O chefe de Estado considerou que “a escola devia ser fator de correção, mas talvez não seria pior pensar nos outros agentes educativos que devem ter a mesma sensibilidade”, vincando o papel da família neste processo. “A formação dos direitos humanos começa na família, no exemplo que se dá.

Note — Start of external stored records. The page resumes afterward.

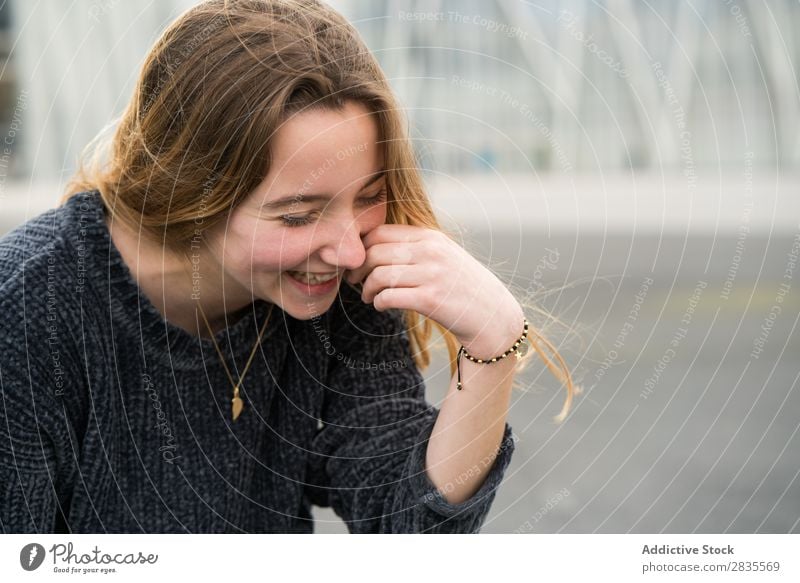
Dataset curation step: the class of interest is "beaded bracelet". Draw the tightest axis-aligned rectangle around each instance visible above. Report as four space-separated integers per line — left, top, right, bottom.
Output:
456 318 528 391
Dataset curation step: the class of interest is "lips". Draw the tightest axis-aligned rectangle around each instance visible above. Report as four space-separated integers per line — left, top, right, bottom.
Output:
287 271 338 285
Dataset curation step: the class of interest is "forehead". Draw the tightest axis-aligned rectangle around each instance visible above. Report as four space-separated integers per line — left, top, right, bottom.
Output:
270 102 382 182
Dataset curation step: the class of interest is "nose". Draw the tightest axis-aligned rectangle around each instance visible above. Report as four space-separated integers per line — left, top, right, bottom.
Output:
320 219 369 270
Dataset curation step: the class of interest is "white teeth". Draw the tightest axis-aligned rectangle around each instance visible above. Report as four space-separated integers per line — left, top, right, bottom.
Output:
289 271 337 285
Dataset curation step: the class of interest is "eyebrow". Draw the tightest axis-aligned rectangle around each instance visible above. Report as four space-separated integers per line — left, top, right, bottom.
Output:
261 168 386 210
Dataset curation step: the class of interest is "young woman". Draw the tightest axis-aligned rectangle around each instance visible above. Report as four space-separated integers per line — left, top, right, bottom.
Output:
0 0 573 532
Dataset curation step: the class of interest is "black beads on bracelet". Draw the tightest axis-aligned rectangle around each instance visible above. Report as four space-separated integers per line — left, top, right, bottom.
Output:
456 318 528 391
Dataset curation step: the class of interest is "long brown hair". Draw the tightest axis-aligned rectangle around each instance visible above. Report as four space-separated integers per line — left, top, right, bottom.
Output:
63 0 576 420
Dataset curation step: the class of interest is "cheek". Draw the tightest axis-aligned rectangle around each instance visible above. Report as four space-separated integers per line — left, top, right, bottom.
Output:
253 233 314 272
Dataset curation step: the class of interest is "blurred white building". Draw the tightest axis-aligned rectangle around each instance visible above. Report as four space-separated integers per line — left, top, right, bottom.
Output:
0 0 800 235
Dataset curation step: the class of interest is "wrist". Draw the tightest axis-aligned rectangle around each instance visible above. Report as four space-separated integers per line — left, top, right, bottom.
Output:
459 304 525 360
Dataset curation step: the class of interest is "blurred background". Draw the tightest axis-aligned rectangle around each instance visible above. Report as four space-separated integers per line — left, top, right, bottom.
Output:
0 0 800 533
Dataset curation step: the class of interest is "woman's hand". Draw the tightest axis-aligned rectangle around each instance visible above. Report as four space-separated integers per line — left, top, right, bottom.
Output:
346 224 524 358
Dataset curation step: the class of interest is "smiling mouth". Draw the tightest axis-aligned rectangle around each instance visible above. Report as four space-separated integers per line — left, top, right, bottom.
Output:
287 271 339 285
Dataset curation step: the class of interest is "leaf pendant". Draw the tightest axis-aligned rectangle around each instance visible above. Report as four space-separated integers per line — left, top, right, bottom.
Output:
231 397 244 421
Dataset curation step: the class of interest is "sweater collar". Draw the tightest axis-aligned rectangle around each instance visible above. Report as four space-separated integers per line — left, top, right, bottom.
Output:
65 190 294 368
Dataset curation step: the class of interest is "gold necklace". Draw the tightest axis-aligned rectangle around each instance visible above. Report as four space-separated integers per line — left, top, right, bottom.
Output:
197 300 275 421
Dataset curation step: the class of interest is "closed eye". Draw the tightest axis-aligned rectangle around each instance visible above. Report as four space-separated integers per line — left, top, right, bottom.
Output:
281 188 387 227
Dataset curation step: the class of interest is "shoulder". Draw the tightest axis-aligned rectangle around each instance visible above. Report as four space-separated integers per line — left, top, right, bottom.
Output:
0 194 97 368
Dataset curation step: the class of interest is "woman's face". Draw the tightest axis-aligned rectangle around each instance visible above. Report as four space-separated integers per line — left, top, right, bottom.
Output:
207 102 386 320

Discriminações, xenofobia, racismo, discriminação de género, tudo isso começa desde logo muito mais cedo do que se pensa”, referiu, vincando também a intervenção no pré-escolar. “É preciso formação dos professores, dos cidadãos, de todos nós”, declarou. “Não há direitos políticos iguais, se os direitos económicos, financeiros e sociais não o são”, acrescentou Marcelo.
Televisão, realities, publicidade e novos gurus
O presidente considerou que “os meios de comunicação social têm um papel fundamental na prevenção” da discriminação. “Os anúncios podem contribuir para a acentuar ou para a ultrapassar e a esbater, também as reportagens”, refere. Um olhar ao qual os reality shows não escaparam. “Eles acabam por acentuar, em horas de audiência brutal, traços que são o contrário do que tinha acabado de passar nos noticiários. Ali passa a supremacia dos homens sobre as mulheres, a violência, às vezes roça alguma forma de xenofobia e outras formas de discriminação”, analisou.
Para Marcelo Rebelo de Sousa, os políticos, os escritores e os pensadores de outrora deram lugar a novos gurus. “Hoje são do desporto, do showbizz, do mundo mediático e esses têm uma responsabilidade enorme, porque quem olha para eles não quer só copiar o cabelo, acaba por querer copiar também as posturas assumidas. Têm um peso brutal e chegam a milhões de pessoas instantaneamente”.
E numa cerimónia que tinha também por objetivo premiar os melhores trabalhos jornalísticos e publicitários em matéria de igualdade, Marcelo deixou uma crítica clara aos anúncios: “apresentam sistematicamente a mulher como objeto, a publicidade quer usar o ser perfeito, e a ideia da perfeição é totalmente desrespeitadora da dignidade da pessoa. Somos todos imperfeitos”, considerou.